They’re growing like weeds on our sidewalks and roadways, these unsolicited advertising circulars stuffed into bread bags and masquerading as newspapers. I remember a time I was excited to see one appear on my driveway: It meant I was getting a sample edition of my local paper. Now, as with the rest of the weeds on my lawn, I’m desperately trying to stop them from spreading.
I understand advertisers subsidize the cost of the content I consume, making things like my morning reading ritual more affordable. However, there is no “content” in this latest plague of junk left on our doorsteps. It’s more like room service waking us up at the crack of dawn with a complimentary — yet unrequested — plate of bacon, lettuce, and tomato on rye. Except without the bacon. Or the tomato. Or the rye. When addressing complaints, they wonder why no one’s happy with all those free plates they’ve been delivering.
While we expect our TV shows, newspapers and magazines to include advertisements, they’re sprinkled into content we’ve elected to receive. The hastily wrapped driveway droppings that go by names like “Redplum: The Savings Source” are more like someone screaming the McDonald’s jingle from your lawn. Picture John Cusack holding a boombox over his head underneath his girlfriend’s bedroom window, except it’s playing the Toys “R” Us theme instead of In Your Eyes.
These circulars are worse than junk mail because they’re not even paying into the system for the privilege. These “packages” are tossed like grenades from moving cars onto our property, where they often stay for weeks, serving as an unofficial referendum on neighborhood beautification.
They drift into the street and become bloated corpses come the first rain, eventually stopping up the sewers and becoming a road hazard. Wrapped in plastic, they won’t even deteriorate. In winter, these paper landmines lurk underneath the fallen snow to clog the snow blowers of the unsuspecting. They pile up and form a neon sign for burglars: “I’m on vacation!”
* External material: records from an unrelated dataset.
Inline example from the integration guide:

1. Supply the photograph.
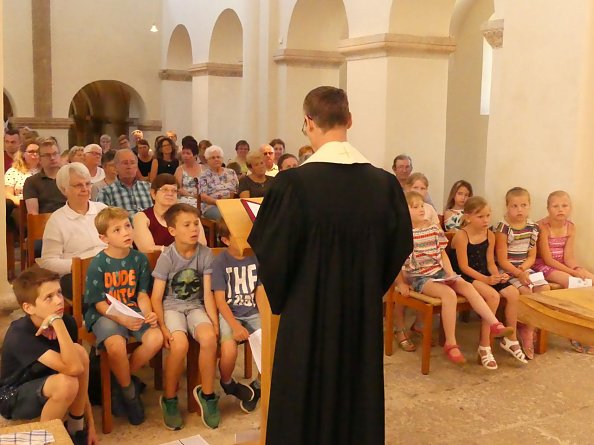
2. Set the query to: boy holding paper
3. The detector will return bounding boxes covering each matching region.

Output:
[84,207,163,425]
[151,203,221,430]
[212,219,261,413]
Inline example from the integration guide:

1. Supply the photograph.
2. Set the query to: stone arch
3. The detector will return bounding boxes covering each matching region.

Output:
[68,80,145,146]
[166,24,192,70]
[208,9,243,64]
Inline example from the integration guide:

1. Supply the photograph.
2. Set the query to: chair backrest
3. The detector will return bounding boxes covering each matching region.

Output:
[27,213,51,267]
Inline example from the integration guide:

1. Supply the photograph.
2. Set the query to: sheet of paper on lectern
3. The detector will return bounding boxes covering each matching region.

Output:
[567,277,592,289]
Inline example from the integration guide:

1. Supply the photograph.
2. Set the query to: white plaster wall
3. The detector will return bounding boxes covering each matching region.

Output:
[2,0,33,117]
[444,0,493,201]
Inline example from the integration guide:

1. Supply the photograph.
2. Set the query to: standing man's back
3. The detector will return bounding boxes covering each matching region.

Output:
[249,87,412,445]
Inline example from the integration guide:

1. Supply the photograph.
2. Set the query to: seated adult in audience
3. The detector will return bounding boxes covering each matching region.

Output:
[97,148,153,218]
[37,162,106,298]
[23,138,66,215]
[136,139,153,181]
[260,144,278,177]
[133,173,206,253]
[269,138,285,165]
[229,139,250,175]
[298,145,313,165]
[4,130,21,172]
[91,150,117,201]
[149,136,179,182]
[4,143,39,205]
[278,153,299,172]
[198,145,239,220]
[239,151,274,198]
[99,134,111,153]
[84,144,105,184]
[175,138,204,207]
[68,145,85,164]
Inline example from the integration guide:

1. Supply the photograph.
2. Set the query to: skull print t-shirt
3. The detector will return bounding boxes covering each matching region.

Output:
[153,243,213,311]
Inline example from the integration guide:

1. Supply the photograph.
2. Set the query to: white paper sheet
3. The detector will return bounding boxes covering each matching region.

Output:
[105,294,144,320]
[567,277,592,289]
[249,329,262,373]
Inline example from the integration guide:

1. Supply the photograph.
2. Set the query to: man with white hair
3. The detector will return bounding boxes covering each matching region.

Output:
[260,144,278,177]
[37,161,107,298]
[97,149,153,218]
[83,144,105,184]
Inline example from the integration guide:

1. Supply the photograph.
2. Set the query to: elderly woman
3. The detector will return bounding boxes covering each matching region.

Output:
[134,173,206,253]
[37,162,106,297]
[239,151,274,198]
[198,145,239,220]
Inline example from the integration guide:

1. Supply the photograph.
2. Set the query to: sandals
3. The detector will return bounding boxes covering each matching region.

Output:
[477,346,497,371]
[499,337,528,363]
[489,321,514,338]
[443,345,466,365]
[394,329,417,352]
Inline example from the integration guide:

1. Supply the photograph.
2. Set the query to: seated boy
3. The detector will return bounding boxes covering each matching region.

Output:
[0,267,97,445]
[212,220,261,413]
[85,207,163,425]
[152,204,221,430]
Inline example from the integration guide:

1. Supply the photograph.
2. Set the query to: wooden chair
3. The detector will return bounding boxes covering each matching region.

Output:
[72,253,163,434]
[27,213,51,267]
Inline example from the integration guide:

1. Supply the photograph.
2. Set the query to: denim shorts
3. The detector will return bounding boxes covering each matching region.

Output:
[92,317,151,349]
[163,308,212,339]
[11,375,49,420]
[219,314,262,343]
[410,269,445,294]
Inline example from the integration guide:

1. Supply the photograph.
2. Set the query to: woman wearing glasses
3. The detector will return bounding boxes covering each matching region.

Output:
[134,173,206,253]
[37,162,107,298]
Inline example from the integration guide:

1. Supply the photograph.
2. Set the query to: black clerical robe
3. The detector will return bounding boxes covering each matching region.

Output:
[249,143,412,445]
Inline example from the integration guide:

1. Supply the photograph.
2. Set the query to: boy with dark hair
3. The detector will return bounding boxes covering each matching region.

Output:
[85,207,163,425]
[212,219,261,413]
[152,203,221,430]
[0,267,97,445]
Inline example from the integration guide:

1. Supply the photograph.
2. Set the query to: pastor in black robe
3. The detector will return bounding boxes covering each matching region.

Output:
[249,142,412,445]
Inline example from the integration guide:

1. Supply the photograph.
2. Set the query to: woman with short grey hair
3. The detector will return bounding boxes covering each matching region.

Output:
[37,162,107,297]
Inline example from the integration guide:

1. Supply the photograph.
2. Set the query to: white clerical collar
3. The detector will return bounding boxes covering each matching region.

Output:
[301,141,371,165]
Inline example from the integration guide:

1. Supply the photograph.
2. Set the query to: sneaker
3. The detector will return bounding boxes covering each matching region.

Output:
[239,380,261,413]
[221,380,254,402]
[192,385,221,429]
[159,396,184,431]
[124,394,144,425]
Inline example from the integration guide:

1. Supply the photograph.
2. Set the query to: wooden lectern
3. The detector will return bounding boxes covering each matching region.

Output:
[217,198,279,445]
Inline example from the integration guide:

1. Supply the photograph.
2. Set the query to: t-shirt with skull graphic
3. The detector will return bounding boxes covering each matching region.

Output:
[153,243,213,311]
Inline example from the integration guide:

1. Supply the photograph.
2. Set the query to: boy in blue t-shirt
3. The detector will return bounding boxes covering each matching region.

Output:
[212,220,261,413]
[84,207,163,425]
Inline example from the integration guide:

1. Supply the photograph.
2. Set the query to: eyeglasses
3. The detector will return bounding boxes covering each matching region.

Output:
[68,181,92,192]
[157,186,177,194]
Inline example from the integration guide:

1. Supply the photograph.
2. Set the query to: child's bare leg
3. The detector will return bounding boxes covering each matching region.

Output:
[103,335,130,388]
[194,323,217,394]
[500,285,520,341]
[219,339,237,383]
[130,328,163,373]
[163,331,189,399]
[472,280,499,347]
[40,374,78,422]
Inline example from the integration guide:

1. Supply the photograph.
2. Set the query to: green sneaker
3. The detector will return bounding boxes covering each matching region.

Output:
[192,385,221,429]
[159,396,184,431]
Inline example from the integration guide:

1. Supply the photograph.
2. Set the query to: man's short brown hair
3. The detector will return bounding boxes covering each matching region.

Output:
[12,267,60,306]
[95,207,130,235]
[303,86,351,130]
[163,202,199,228]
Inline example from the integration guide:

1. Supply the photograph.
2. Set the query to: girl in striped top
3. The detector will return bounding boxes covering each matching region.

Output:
[396,192,514,364]
[495,187,550,360]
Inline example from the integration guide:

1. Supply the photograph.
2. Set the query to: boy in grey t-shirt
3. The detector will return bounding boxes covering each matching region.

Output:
[151,204,221,430]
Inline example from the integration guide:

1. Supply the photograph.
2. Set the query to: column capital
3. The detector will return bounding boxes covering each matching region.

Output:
[481,19,504,49]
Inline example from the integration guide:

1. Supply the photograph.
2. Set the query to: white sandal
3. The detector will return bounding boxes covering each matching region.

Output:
[477,346,497,371]
[499,337,528,363]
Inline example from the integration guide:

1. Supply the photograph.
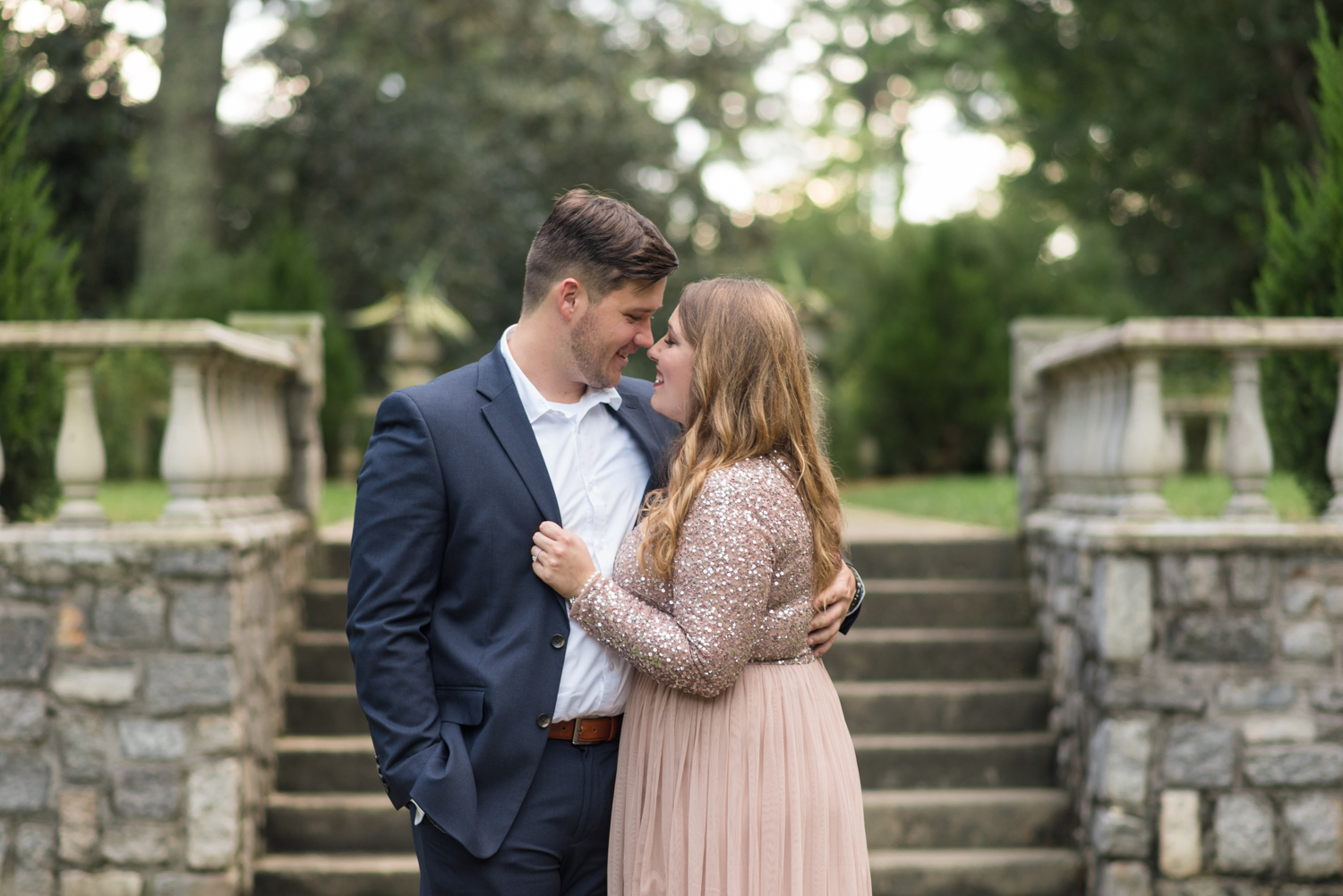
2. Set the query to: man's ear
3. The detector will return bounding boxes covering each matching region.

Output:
[552,277,587,322]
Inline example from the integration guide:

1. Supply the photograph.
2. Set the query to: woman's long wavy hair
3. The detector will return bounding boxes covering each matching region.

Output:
[639,278,841,591]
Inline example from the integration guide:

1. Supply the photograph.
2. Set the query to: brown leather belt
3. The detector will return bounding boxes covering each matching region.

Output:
[545,716,625,744]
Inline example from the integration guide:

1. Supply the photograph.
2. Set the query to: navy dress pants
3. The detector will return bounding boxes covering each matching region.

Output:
[411,740,620,896]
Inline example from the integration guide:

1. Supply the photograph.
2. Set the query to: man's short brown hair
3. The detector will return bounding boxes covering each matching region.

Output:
[523,190,681,314]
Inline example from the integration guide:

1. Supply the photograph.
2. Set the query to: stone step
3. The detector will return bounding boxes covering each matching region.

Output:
[826,628,1039,681]
[853,732,1055,789]
[266,792,415,854]
[849,534,1026,580]
[862,789,1074,849]
[295,631,355,684]
[860,579,1034,628]
[304,579,348,631]
[276,735,384,794]
[868,849,1084,896]
[285,684,368,735]
[838,679,1050,735]
[252,853,419,896]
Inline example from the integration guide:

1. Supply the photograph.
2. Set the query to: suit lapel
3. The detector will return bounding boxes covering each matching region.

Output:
[475,346,563,525]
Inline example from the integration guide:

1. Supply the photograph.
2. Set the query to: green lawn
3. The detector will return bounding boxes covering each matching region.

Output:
[73,473,1311,531]
[840,475,1017,529]
[98,480,355,525]
[841,473,1311,531]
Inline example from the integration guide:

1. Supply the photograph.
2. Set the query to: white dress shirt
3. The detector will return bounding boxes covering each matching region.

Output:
[500,325,650,721]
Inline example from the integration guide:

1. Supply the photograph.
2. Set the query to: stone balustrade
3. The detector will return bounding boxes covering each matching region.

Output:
[1013,319,1343,896]
[0,314,324,525]
[1014,317,1343,518]
[0,314,324,896]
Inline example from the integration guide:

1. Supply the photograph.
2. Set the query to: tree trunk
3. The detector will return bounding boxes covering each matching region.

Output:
[140,0,228,281]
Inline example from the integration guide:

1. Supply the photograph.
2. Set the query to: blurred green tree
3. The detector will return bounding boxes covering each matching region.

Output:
[983,0,1343,314]
[1246,5,1343,512]
[0,63,78,518]
[779,207,1133,477]
[0,0,144,317]
[225,0,763,376]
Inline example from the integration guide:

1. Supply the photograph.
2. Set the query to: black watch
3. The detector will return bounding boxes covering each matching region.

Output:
[845,559,868,617]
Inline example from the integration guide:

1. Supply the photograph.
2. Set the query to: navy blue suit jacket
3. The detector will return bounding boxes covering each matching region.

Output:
[346,346,853,858]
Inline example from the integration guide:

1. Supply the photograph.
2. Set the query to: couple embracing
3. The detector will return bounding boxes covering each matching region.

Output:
[346,191,872,896]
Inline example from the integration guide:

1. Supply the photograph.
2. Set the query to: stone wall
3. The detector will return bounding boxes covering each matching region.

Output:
[0,512,312,896]
[1028,512,1343,896]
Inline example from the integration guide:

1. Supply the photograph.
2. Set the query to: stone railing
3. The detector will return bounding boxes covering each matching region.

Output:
[1017,317,1343,518]
[1014,319,1343,896]
[0,314,322,896]
[0,314,322,525]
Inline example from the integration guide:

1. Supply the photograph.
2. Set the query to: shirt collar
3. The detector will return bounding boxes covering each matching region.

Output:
[500,324,620,423]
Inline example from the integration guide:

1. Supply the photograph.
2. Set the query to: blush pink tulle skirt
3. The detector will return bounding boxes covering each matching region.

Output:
[607,662,872,896]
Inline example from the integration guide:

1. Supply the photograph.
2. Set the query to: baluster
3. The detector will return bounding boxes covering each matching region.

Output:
[219,363,252,516]
[1119,354,1170,517]
[1222,351,1278,518]
[1322,349,1343,523]
[1106,359,1130,513]
[1203,411,1227,473]
[262,371,292,508]
[158,354,222,523]
[1041,379,1064,507]
[1049,371,1077,509]
[56,352,107,525]
[247,367,281,513]
[1077,367,1106,501]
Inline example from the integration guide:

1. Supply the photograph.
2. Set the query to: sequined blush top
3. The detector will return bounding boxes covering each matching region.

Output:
[569,454,814,697]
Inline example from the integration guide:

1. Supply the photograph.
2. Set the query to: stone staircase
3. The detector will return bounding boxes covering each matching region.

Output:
[255,540,419,896]
[826,537,1082,896]
[255,539,1082,896]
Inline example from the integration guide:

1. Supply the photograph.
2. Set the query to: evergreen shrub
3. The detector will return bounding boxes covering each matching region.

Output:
[1252,5,1343,513]
[0,66,78,520]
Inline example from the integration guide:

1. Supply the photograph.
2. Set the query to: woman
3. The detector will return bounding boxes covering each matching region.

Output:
[534,279,872,896]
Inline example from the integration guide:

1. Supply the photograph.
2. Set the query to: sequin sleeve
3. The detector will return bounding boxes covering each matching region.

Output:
[569,469,774,697]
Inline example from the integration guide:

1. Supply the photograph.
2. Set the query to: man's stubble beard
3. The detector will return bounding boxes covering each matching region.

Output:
[569,311,620,388]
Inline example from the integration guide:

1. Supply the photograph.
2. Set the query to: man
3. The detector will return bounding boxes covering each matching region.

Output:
[346,190,857,896]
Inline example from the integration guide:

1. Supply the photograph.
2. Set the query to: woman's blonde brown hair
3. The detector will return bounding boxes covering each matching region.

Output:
[639,278,841,591]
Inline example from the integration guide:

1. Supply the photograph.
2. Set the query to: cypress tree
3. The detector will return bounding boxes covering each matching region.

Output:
[0,61,77,520]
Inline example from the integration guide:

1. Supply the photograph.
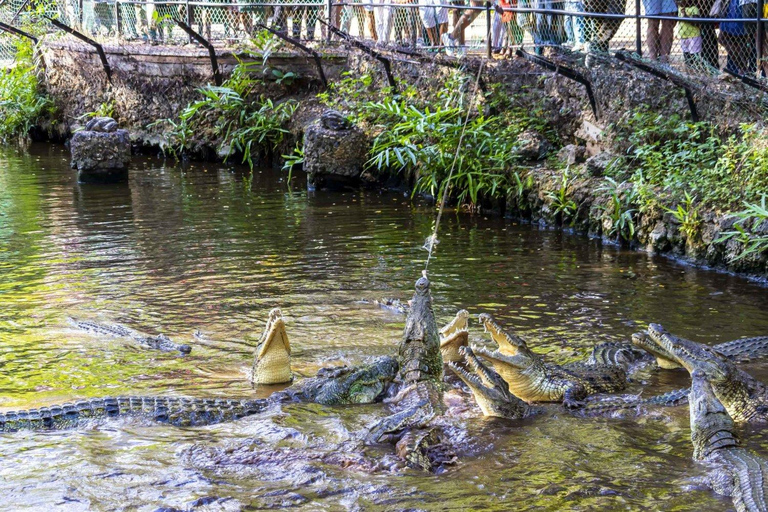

Redplum’s parent company, Valassis, bills itself as “Intelligent media delivery,” but its opt-out policy for this program of intentional littering is anything but. Valassis warns users to enter the address “exactly how it appears on our mailings to you” in order to stop the deliveries, but there are no addresses on the mailings they toss onto our driveways. In the ultimate show of arrogance, they go on to ask for a phone number and email address to ensure removal from their database. (Because why wouldn’t we trust them to guard our privacy, right?)
Some like the coupons, saying, “Just throw it away if you don’t want to read it.” Well, we only just got rid of all those phone book deliveries. These circulars fill up our recycling bins faster than that 70s crying Native American can wipe away his tears. Recycling all these mailings isn’t free — who’s paying for this?
There’s hope. When a local township issued littering fines to the Detroit Free Press for this practice, the newspaper filed a lawsuit claiming its right to free speech was being violated. It argued that leaving unwanted circulars on someone’s driveway was the same as leaving campaign literature and that “First Amendment-protected material cannot be termed litter.”
When the laughter finally died down a few months later, the Detroit Free Press quietly paid the fines.
This obnoxious practice of irresponsible junk delivery has less to do with freedom of speech and more to do with basic citizenship. It’s my sincere hope that responsible companies will stop these unwanted deliveries, or at least pay their fair share of the cleanup and recycling costs associated with them. I’d send a letter to their CEOs, but I don’t want to pay the postage. (Maybe I’ll just paint it on cement blocks and leave them in their driveways — wouldn’t want to clog the sewers so close to Earth Day.)